2023-10-26 05:31 AM - edited 2023-10-26 05:42 AM
I've got a simple model like this in ONNX:
I set HCLK@216MHz and ran "Inference on target" using Nucleo-f767zi board with X-Cube-AI 8.1.0
I got these useful information:
1) duration : 0.017ms (17us) by sample (200 samples, I got a similar result (21us) by a single sample validation)
2) cycles/MACC : 10.41
However, when I generated the code, edited the code like
I built the project using X-Cube IDE 1.13.2. I got this:
duration: 8us / sample (prescaler set to 216)
Why is it significantly faster than that from the default "validate on target" button?
1) Why, in the same system configuration in the .ioc file, I got as much as x10 latency using this method?
2) Why, in contrast to the average 6-Cycle/MACC for Cortex-M7 in the manual handling float32 data, I got >10Cycle/MACC using Nucleo-F767zi@216MHz?
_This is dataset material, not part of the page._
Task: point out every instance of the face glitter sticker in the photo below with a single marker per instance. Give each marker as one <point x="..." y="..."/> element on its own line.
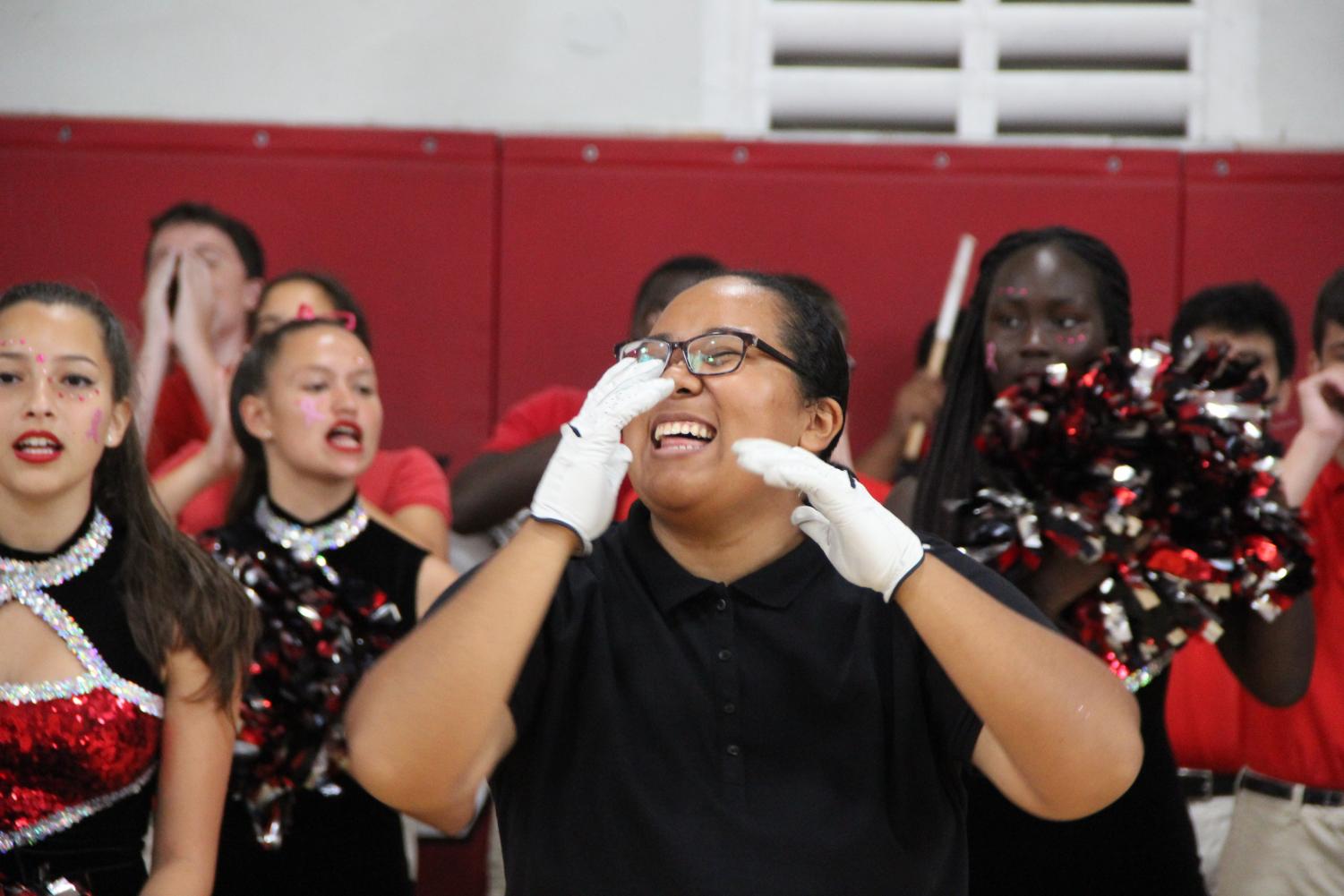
<point x="312" y="415"/>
3) Why even a single dense layer using "validate on target" could generate a latency mounted to 8us, a large enough number that could match the mentioned bulit C project? Is this because the validation from the BUTTON taken into account extra data read/write latency?
Solved! Go to Solution.
2023-11-02 04:08 AM
Hello,
You have to set the prescaler to 108 Mhz to get 1MHz (not 216 Mhz). Keep HCLK to 216 Mhz.
Indeed Timer14 is plugged on the output « APB1 timer clock » that produces 108Mhz,
as you can see in STM32CubeMX > clock configuration, whereas « APB2 timer clock » produces 216Mhz.
That explains why you have inference time divided by 2: 8us instead of 17us.
I did exactly the same test you did using TIM14, and I've got the same value using "validate on target" and generating code, with prescaler = 108 Mhz.
You can see in the block diagram of the STM32F767 below that TIM14 is connected to APB1
Best Regards
2023-11-02 04:08 AM
Hello,
You have to set the prescaler to 108 Mhz to get 1MHz (not 216 Mhz). Keep HCLK to 216 Mhz.
Indeed Timer14 is plugged on the output « APB1 timer clock » that produces 108Mhz,
as you can see in STM32CubeMX > clock configuration, whereas « APB2 timer clock » produces 216Mhz.
That explains why you have inference time divided by 2: 8us instead of 17us.
I did exactly the same test you did using TIM14, and I've got the same value using "validate on target" and generating code, with prescaler = 108 Mhz.
You can see in the block diagram of the STM32F767 below that TIM14 is connected to APB1
Best Regards
2023-11-02 04:37 AM
Thanks a lot for this!